Not only does Father Flynn represent change and openness, a friendly
smile versus the fear hawkish Sister Aloysius commands, but he also
represents the patriarchal hierarchy of the Catholic Church (and, even
today, society in general). When Sister Aloysius launches her
inquisition, we do believe she is acting in the best interests of the
children under her care. But we also see that the accusation is a way of re-consolidating her authority and
power as a strong woman functioning in a male-run system.
All of this gives the viewer plenty to chew on and debate later over
coffee. But as a film, Doubt falls short of it’s grand
intentions. Yes, it’s full of Big Ideas. And yes, it’s an Oscar-begging
acting showcase. But as a film director, Shanley is a very fine
playwright. He prefers an austere stage with Big Actors banging it out,
but on screen, he begins with a quiet winter chill and then slathers
on the middle-school visual metaphors. For every bit that Doubt
steadfastly refuses to offer up pat answers, the film has no problem
shoving the questions at you with the lightning-strike subtlety of,
well, an angry God… or nun.
Streep has been criticized for playing Aloysius as a glaring
caricature, all mannerism and pale malevolence, but to be fair that is
the character, not the actress. Aloysius herself seems to strap on her
Dragon Lady persona as a form of armor and intimidation, keeping both
the students and the faculty in line with the mere threat of stern
disapproval. At this point in her career, Streep could–rightly–be accused of
coasting a bit on her stellar reputation, but in the second half of the
film she handles Aloysius’ more human sides with veteran skill and
Hoffman brings Father Flynn in with a bit more nuance, but he still
gets to contrast Flynn’s ruddy jollity with moments of crashing anger.
Amy Adams has much less to do—Sister James is primarily a narrative
pawn and thematic mid-field marker. Instead, it’s Viola Davis who, as
you may have heard, comes in for a single scene and blows the doors off
the bigger names’ performances.
The weak link here remains Shanley the director, not Shanley the
author. It’s not just that he falls into the familiar traps of
filming a stage play, but he loses sight of the deeper differences
between the art forms.

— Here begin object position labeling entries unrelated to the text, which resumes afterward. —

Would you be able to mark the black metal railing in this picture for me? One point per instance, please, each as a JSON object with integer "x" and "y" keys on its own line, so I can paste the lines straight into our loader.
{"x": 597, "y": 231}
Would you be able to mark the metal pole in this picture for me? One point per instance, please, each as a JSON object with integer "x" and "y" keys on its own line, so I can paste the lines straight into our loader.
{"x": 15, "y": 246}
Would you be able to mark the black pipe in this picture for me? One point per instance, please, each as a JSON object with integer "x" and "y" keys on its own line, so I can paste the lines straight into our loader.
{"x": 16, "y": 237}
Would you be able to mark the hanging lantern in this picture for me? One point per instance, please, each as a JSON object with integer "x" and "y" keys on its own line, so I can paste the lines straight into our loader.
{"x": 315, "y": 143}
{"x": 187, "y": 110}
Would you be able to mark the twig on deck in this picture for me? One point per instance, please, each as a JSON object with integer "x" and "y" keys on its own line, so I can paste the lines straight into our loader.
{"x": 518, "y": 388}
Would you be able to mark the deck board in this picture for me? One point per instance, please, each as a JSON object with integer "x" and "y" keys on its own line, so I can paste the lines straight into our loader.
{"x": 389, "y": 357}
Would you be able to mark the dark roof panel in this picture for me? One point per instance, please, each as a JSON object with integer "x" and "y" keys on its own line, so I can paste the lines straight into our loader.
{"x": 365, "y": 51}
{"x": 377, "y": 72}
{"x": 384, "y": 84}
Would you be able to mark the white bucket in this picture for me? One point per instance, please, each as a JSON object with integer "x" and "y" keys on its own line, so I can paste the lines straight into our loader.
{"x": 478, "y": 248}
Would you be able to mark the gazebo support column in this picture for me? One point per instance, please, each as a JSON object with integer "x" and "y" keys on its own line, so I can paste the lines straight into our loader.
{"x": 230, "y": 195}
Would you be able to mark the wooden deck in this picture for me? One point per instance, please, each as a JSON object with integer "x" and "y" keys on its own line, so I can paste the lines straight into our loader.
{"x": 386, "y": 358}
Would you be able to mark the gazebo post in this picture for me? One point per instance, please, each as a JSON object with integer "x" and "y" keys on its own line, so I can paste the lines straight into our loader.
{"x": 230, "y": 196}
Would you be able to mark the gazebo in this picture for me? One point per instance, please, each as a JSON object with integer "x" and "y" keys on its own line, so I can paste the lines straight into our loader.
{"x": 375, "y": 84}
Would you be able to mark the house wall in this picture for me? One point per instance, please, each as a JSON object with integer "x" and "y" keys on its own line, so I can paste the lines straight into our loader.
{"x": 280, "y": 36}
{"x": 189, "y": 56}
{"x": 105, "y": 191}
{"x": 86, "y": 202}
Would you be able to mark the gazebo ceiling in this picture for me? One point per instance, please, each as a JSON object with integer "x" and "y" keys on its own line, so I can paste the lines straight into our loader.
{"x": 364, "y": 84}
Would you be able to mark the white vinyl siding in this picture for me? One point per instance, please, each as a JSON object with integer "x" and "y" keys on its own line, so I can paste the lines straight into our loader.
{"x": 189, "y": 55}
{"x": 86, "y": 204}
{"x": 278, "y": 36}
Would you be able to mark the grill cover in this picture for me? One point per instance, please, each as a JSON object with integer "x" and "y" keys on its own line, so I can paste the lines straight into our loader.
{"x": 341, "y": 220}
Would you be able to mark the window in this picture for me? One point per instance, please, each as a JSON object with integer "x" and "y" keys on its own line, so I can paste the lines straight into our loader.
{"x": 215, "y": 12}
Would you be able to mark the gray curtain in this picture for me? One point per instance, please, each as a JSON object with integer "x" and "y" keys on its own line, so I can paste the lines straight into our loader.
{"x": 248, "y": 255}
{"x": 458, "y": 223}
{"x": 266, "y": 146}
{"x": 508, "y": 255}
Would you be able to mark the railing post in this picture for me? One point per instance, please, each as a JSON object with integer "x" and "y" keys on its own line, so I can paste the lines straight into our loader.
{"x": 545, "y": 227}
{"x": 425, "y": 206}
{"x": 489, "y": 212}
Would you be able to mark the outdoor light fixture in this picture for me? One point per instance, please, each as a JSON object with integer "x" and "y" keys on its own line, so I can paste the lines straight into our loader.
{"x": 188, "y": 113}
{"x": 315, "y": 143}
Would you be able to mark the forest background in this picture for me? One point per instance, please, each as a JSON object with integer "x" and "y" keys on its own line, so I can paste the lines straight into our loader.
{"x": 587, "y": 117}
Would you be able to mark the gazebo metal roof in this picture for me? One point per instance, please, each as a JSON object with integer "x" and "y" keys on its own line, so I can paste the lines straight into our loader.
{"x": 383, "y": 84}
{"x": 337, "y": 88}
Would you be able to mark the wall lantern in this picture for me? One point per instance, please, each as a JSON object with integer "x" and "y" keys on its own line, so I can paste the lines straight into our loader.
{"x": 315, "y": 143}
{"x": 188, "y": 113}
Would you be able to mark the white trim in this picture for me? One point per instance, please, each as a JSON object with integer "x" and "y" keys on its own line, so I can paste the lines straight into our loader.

Despite a mighty visual assist from the
brilliant cinematographer Roger Deakins (The Assassination of Jesse
James, No Country for Old Men), Shanley is incapable of letting the
cinematic form work for him. The result is a distancing effect
(sometimes known as “boredom”) that never truly draws the viewer into a
close clinch with Doubt’s characters or ideas.
When you watch a live play, especially a play of ideas with an
ambiguous resolution, the intimacy of the experience makes the theater
goer sit up straighter and wrestle harder with the work and it’s
themes–it’s like being in a classroom under the watchful eye of the teacher. Movie going is much more passive—it’s easier to brush off a
film’s ideas along with the spilled popcorn and emerge into the lobby
thinking only about where to go for dinner.
Sticking to its title, Doubt doesn’t send you home with any real
answers—it’s only overt take-away is that certainty is the enemy, and we
all need to grapple with the questions more robustly. Which is very
fine and good—I’m all for films that make you think, and I’m definitely
down with the notion we each need to better examine our beliefs and
motives. But despite the powerhouse actors giving it their all,
Shanley’s inability to truly use the film medium to enhance and
energize his message will probably leave many film goers cold, perhaps even bored.